Bank Massad
- Native name: בנק מסד‎
- Formerly: Massad Mutual Loans and Savings Company (until 1977)
- Company type: Public
- Industry: Banking
- Founded: 1929; 97 years ago
- Headquarters: Ramat Gan, Israel
- Area served: Israel
- Key people: Gabriel Teitel (CEO)
- Parent: First International Bank of Israel
- Website: www.bankmassad.co.il (in Hebrew)

= Bank Massad =

Israeli bank

Bank Massad (בנק מסד) is an Israeli bank with 21 branches and branches throughout Israel.

==History==
Bank Massad was founded in 1929 as the Massad Mutual Loans and Savings Company (מסד חברה הדדית להלוואות וחסכונות בע"מ) by Histadrut HaMorim (Israel's teachers' trade union). Today it is a subsidiary of First International Bank (51%), jointly owned with Histadrut HaMorim.

Following the death of the CEO of the Bank in 1977 and suspicions regarding irregularities in the bank, concerns about its stability arose. Bank Hapoalim agreed to a lightning transaction to guarantee all of Masad's commitments, and later acquired a controlling stake in the institution as part of a strategy to acquire smaller banks, leading to the establishment of the new Masad Bank. The portion not sold to Bank Hapoalim was transferred to the ownership of "Masad Holdings" company, and members of the original institution became shareholders in the new company.

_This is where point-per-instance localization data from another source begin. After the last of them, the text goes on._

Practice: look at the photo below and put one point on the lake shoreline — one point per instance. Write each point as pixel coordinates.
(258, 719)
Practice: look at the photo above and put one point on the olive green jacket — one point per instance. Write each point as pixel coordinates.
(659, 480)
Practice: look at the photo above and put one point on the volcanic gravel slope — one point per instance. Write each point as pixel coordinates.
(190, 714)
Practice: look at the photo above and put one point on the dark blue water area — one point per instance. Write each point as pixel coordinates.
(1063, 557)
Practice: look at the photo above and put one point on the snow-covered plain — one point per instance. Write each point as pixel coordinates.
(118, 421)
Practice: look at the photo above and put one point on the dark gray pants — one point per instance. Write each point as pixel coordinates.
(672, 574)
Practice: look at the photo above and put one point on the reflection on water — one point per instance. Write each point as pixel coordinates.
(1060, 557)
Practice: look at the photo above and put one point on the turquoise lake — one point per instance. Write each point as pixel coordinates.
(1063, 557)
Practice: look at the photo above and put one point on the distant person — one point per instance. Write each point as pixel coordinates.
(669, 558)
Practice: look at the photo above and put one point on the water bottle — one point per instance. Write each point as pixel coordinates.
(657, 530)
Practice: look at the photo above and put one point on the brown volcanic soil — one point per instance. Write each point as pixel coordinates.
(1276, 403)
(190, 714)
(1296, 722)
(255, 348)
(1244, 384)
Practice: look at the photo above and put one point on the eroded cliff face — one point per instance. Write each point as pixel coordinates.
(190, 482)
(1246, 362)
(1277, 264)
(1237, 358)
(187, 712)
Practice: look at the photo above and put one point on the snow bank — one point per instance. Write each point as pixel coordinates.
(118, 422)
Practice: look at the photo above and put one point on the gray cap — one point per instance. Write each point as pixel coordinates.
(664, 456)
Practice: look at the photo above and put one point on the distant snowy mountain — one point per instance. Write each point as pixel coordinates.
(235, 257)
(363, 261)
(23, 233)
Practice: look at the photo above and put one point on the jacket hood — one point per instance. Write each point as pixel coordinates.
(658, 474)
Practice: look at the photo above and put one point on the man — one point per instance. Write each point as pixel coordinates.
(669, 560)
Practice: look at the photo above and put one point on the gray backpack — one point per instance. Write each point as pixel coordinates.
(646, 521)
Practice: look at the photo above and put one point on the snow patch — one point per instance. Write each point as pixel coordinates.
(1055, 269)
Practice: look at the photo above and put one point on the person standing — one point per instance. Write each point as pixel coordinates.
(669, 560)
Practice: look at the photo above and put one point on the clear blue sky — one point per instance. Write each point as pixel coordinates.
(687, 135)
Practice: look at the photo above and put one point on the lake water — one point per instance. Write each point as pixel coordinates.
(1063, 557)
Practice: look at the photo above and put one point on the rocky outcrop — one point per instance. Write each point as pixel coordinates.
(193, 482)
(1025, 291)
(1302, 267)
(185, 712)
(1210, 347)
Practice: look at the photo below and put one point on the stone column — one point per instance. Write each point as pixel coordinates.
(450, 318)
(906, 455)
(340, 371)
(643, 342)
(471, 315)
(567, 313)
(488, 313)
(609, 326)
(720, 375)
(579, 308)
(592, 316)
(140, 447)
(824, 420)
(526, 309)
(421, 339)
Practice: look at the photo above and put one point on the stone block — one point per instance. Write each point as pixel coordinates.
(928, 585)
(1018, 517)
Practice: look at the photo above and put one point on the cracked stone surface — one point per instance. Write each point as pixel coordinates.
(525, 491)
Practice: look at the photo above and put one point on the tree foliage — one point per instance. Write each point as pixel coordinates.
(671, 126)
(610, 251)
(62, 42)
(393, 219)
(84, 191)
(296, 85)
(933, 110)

In 2008, the International Bank of Israel acquired the shares of Bank Hapoalim, as a result of Hapoalim Bank's entry into the financial advisory sector. That same year, the bank received approval to become a member of the stock exchange.

== Building ==
The bank's administration building used to be located on Rothschild Boulevard 80, on the site of the Israeli Theater building, before moving to Ramat Gan. The new administrative offices are situated in the stock exchange complex in Ramat Gan at 12 Abba Hillel Street.